# Tamron SP 45mm f/1.8 VC Focus Retest



## TWI by Dustin Abbott (Jan 28, 2016)

Hello, everyone. Many of you saw my reviews here on CR of the new Canon 35mm f/1.4L II or the Sigma 35mm f/1.4 DG ART. In those reviews I did a comparison between several different contenders in a variety of areas, including autofocus. I noted in that comparison that I didn't feel that the copy of the Tamron 45 VC that I had was performing up to the spec of my review copy of that lens when it came to focus. I sent it to Tamron, who concurred and sent me a replacement copy (this is my own personal copy). I redid the test after doing a thorough AFMA, and this brief video has my findings along with a variety of fresh images from the lens:

http://bit.ly/23vKVHd


----------



## searsie (Jan 28, 2016)

I returned a copy of this lens for a similiar AF issue. Perhaps I should have exchanged for another copy because when the lens focused correctly it was wonderfully sharp. Didn't though - bought a Canon 35 f2 IS instead that I am very happy with - think I like the 35 bokeh better as well. Third party auto focus is sooo frustrating when the rest of the lens is so tantalizing but like you Justin I believe a lens that promises AF should do it accurately and consistently (especially at the price Tamron is charging for this lens in Canada).


----------



## TWI by Dustin Abbott (Jan 29, 2016)

searsie said:


> I returned a copy of this lens for a similiar AF issue. Perhaps I should have exchanged for another copy because when the lens focused correctly it was wonderfully sharp. Didn't though - bought a Canon 35 f2 IS instead that I am very happy with - think I like the 35 bokeh better as well. Third party auto focus is sooo frustrating when the rest of the lens is so tantalizing but like you Justin I believe a lens that promises AF should do it accurately and consistently (especially at the price Tamron is charging for this lens in Canada).

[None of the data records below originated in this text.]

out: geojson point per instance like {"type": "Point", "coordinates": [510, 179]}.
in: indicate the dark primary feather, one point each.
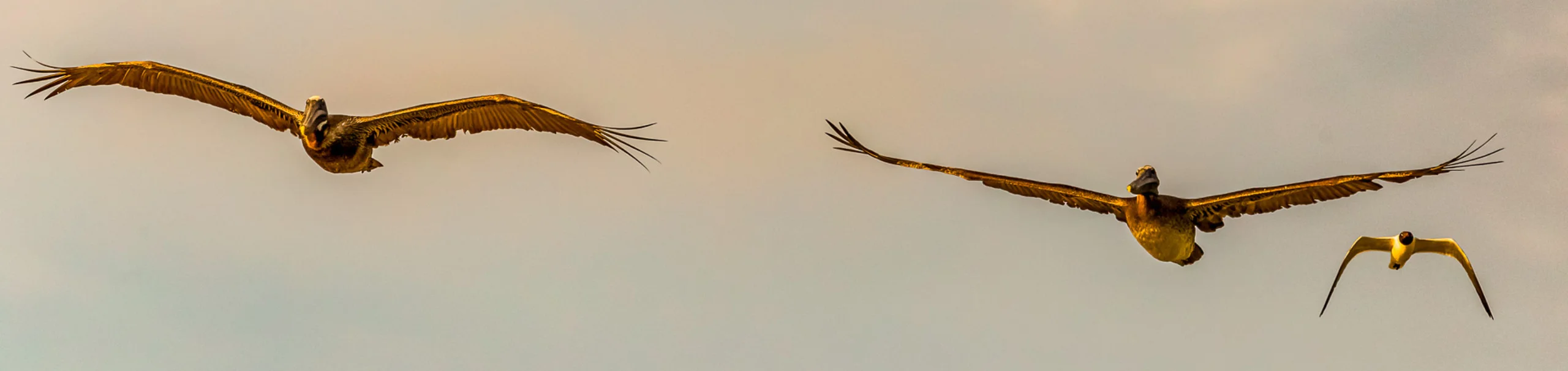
{"type": "Point", "coordinates": [443, 120]}
{"type": "Point", "coordinates": [159, 77]}
{"type": "Point", "coordinates": [1263, 200]}
{"type": "Point", "coordinates": [1059, 194]}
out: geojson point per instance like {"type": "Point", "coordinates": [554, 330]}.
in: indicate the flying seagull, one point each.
{"type": "Point", "coordinates": [339, 143]}
{"type": "Point", "coordinates": [1399, 250]}
{"type": "Point", "coordinates": [1164, 224]}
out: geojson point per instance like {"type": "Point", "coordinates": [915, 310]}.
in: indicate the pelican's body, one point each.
{"type": "Point", "coordinates": [1399, 250]}
{"type": "Point", "coordinates": [339, 143]}
{"type": "Point", "coordinates": [1161, 227]}
{"type": "Point", "coordinates": [1166, 225]}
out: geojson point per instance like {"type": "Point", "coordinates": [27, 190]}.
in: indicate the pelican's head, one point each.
{"type": "Point", "coordinates": [314, 121]}
{"type": "Point", "coordinates": [1147, 183]}
{"type": "Point", "coordinates": [1401, 254]}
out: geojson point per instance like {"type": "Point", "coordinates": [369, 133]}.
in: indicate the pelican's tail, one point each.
{"type": "Point", "coordinates": [1197, 254]}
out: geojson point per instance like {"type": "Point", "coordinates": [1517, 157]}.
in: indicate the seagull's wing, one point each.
{"type": "Point", "coordinates": [1363, 244]}
{"type": "Point", "coordinates": [444, 120]}
{"type": "Point", "coordinates": [1452, 250]}
{"type": "Point", "coordinates": [1213, 210]}
{"type": "Point", "coordinates": [159, 77]}
{"type": "Point", "coordinates": [1059, 194]}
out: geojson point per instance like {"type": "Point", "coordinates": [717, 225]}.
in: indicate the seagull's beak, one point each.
{"type": "Point", "coordinates": [1145, 185]}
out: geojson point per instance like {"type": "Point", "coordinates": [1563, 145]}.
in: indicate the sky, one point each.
{"type": "Point", "coordinates": [148, 232]}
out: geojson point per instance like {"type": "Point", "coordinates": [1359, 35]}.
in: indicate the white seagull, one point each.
{"type": "Point", "coordinates": [1401, 249]}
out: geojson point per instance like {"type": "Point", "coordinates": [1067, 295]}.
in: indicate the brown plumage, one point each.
{"type": "Point", "coordinates": [1163, 224]}
{"type": "Point", "coordinates": [339, 143]}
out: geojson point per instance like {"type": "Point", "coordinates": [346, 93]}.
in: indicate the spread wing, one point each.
{"type": "Point", "coordinates": [1059, 194]}
{"type": "Point", "coordinates": [159, 77]}
{"type": "Point", "coordinates": [1213, 210]}
{"type": "Point", "coordinates": [1452, 250]}
{"type": "Point", "coordinates": [443, 120]}
{"type": "Point", "coordinates": [1363, 244]}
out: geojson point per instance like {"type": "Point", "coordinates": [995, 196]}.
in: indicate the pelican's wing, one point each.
{"type": "Point", "coordinates": [1363, 244]}
{"type": "Point", "coordinates": [443, 120]}
{"type": "Point", "coordinates": [1452, 250]}
{"type": "Point", "coordinates": [1059, 194]}
{"type": "Point", "coordinates": [159, 77]}
{"type": "Point", "coordinates": [1214, 210]}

I actually had to return my copy of the 35 IS for exchange when I bought it several years ago, but I'm glad I did - I've loved the lens.

I'm very happen with the Tamron 45 VC now that focus is locked in. Extremely sharp, great drawing, and the minimum focus distance makes a for a lot of fun. My policy is to have a little patience when buying a new lens; you have a brief period of goodwill with the retailer to exchange and make sure you've got the best bang for your buck. I look forward to many great years with the Tamron 45 Vc.


----------